Menurut Achmad, meski karakternya terlihat sangat demokratis karena menyediakan platform yang terbuka untuk semua kalangan, namun demikian media sosial juga memiliki sisi gelap.
Ini terjadi karena tidak mensyaratkan penulis dan publikasinya memiliki kualifikasi tertentu dan melalui proses editorial yang ketat seperti halnya media massa konvensional atau sekarang disebut legacy media.
Kondisi seperti itu merupakan bagian dari tantangan digitalisasi di mana 30-60 persen warga Indonesia terpapar hoaks, tetapi hanya 21-36 persen yang mampu mengenalinya.

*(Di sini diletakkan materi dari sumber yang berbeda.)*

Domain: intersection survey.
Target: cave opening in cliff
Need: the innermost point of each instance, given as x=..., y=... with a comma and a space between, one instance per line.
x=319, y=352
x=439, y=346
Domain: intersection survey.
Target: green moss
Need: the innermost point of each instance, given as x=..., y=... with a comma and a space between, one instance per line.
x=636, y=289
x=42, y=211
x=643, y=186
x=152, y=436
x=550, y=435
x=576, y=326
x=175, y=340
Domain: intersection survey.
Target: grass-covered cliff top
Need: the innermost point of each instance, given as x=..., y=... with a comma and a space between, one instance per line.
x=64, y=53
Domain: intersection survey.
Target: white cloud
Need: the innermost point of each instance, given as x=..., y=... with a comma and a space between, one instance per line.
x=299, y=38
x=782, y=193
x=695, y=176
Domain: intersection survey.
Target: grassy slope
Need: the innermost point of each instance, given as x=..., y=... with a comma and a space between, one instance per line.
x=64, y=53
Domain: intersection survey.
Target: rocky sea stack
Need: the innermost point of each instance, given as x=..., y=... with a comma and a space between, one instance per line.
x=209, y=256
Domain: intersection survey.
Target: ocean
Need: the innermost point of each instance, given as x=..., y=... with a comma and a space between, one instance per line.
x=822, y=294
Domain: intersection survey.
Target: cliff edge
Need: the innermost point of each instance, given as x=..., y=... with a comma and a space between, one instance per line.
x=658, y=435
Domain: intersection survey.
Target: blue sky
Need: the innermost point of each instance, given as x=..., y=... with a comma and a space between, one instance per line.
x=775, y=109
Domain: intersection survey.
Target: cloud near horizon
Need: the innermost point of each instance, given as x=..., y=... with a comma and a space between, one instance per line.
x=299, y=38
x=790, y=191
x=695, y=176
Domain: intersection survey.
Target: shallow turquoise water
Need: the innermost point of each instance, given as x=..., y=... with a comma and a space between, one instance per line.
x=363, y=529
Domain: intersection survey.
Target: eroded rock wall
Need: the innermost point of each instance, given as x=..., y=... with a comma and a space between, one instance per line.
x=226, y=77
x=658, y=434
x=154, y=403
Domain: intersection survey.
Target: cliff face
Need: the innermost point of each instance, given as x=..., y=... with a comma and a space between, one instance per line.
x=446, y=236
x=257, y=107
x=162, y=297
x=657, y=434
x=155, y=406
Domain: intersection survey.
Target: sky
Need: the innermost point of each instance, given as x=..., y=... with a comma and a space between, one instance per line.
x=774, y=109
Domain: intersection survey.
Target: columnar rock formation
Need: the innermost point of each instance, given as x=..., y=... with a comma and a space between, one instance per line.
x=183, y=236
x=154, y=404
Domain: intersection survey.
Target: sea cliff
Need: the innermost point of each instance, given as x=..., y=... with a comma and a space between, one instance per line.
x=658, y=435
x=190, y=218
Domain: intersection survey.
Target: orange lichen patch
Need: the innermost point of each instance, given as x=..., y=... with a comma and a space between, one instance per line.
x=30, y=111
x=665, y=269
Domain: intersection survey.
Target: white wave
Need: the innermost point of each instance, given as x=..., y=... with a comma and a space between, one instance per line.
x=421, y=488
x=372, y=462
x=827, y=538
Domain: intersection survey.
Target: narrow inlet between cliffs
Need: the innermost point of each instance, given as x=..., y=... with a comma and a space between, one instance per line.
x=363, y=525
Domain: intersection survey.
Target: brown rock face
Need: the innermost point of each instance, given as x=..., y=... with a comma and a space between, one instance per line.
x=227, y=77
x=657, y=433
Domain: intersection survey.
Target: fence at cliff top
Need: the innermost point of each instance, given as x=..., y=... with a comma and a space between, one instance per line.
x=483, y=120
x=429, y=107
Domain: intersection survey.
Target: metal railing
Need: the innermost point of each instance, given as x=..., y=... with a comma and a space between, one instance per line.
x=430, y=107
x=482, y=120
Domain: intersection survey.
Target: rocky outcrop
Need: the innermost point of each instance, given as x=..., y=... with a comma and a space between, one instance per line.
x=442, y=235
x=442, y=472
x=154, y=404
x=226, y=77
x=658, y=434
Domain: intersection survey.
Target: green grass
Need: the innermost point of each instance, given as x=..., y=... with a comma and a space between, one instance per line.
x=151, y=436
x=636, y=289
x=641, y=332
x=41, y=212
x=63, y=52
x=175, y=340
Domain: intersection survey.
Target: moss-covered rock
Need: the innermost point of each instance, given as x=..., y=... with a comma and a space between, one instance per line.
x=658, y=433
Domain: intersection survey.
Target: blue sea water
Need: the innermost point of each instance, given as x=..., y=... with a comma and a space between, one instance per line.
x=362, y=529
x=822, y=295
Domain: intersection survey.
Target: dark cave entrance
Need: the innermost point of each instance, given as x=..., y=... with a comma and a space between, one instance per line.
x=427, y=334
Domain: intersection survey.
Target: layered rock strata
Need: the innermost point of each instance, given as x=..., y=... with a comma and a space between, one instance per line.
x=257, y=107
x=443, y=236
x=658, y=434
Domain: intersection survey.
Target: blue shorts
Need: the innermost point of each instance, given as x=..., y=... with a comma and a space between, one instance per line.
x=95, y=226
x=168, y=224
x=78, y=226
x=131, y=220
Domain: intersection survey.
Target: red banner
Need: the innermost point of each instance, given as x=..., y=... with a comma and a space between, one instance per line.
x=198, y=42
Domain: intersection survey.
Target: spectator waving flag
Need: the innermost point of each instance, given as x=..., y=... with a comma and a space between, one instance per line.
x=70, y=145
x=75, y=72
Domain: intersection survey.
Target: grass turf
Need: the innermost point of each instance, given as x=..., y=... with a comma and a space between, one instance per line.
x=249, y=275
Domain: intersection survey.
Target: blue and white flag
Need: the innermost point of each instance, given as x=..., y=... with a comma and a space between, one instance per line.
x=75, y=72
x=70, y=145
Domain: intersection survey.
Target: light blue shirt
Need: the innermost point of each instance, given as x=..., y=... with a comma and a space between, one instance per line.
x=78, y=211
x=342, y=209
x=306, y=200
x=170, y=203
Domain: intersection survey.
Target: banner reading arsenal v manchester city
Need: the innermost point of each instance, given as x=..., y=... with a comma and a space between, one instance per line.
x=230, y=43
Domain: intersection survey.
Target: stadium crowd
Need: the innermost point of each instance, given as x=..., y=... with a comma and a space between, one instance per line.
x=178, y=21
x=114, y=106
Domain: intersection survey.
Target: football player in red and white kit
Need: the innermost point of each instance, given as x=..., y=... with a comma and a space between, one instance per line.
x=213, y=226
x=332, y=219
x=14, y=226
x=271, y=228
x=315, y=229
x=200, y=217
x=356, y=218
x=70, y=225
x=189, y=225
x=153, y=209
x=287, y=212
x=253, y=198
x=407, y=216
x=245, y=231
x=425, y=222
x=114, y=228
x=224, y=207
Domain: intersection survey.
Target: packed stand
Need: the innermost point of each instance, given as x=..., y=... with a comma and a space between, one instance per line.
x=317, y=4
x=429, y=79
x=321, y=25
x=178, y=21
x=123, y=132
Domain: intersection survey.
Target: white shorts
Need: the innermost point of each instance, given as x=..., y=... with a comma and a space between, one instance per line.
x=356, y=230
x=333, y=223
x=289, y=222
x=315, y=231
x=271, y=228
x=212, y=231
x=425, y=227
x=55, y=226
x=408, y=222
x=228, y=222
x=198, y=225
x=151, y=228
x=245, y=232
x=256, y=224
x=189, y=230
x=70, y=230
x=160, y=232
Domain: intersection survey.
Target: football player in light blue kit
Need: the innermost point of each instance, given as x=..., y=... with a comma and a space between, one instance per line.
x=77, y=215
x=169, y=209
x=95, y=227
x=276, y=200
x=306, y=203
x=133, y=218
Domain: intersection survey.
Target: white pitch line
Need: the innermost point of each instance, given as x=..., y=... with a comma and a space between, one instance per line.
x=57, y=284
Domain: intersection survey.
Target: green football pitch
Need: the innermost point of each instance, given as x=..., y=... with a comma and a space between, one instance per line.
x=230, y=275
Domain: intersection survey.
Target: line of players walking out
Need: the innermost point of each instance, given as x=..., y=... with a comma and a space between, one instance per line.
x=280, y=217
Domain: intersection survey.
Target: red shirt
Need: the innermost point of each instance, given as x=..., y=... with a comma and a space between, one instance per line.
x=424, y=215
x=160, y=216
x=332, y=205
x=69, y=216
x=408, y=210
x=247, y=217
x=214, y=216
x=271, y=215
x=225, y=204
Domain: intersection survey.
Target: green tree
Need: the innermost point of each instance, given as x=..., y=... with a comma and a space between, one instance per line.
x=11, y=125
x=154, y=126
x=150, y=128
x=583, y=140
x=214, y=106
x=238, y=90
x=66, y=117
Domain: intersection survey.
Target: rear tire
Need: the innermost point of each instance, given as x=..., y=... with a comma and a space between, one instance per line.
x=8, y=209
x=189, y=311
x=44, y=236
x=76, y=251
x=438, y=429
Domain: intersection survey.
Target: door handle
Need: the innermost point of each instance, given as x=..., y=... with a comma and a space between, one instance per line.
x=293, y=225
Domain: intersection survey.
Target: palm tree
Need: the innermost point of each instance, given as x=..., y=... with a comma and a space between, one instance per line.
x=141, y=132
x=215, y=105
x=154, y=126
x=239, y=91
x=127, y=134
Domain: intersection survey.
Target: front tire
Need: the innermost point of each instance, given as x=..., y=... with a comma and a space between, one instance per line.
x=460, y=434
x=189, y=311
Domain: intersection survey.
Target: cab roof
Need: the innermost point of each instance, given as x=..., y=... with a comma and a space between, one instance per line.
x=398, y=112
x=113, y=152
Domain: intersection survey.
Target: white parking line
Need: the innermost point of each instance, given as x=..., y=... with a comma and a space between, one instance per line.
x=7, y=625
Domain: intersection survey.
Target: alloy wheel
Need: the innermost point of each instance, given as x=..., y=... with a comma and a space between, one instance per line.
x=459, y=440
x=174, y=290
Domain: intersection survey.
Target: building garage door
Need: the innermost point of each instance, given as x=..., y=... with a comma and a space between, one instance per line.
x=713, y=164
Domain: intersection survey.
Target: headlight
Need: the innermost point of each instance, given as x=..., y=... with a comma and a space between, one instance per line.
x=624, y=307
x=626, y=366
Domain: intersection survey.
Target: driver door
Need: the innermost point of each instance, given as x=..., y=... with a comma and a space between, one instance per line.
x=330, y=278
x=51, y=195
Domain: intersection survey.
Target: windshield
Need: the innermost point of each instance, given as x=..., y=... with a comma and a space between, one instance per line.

Mereka yang rentan terpapar hoaks umumnya tinggal di perkotaan pulau Jawa, memiliki akses internet yang mudah dan murah. Semakin sering penggunaan internet, semakin besar kemungkinan meneruskan berita palsu.
Narasumber lainnya, Anggraini Hermana, menyebutkan dilansir dari Kementerian Komunikasi dan Informatika, sejarah internet Indonesia dimulai pada awal tahun 1990-an.
Saat itu, internet disebut dengan istilah Paguyuban Network. Istilah ini dipilih karena pada saat itu semangat kerja sama, kekeluargaan dan gotong royong sangat kental di antara para pengembang internet.
“Seiring berjalannya waktu, penggunaan internet menjadi individualis dan sangat komersial karena internet mulai diperjualbelikan di Indonesia,” kata dia.
Berbicara mengenai mutu pendidikan di Indonesia, praktisi pendidikan ini mengatakan dari survei Political and Economic Risk Consultant (PERC), kualitas pendidikan di Indonesia berada pada urutan ke-12 dari 12 negara di Asia.
Data yang dilaporkan oleh The World Economic Forum Swedia (2000), Indonesia memiliki daya saing yang rendah, yaitu hanya urutan ke-37 dari 57 negara yang disurvei di dunia.
Itulah sebabnya Anggraini menegaskan pentingnya dilakukan peningkatan dan pemerataan literasi digital. Dia teringat, anggota Badan Standar Nasional Pendidikan (BSNP) Doni Koesoema Albertus pernah mengatakan di kota-kota besar, kualitas pendidikan sudah baik dan bisa menyaingi negara-negara di Asia.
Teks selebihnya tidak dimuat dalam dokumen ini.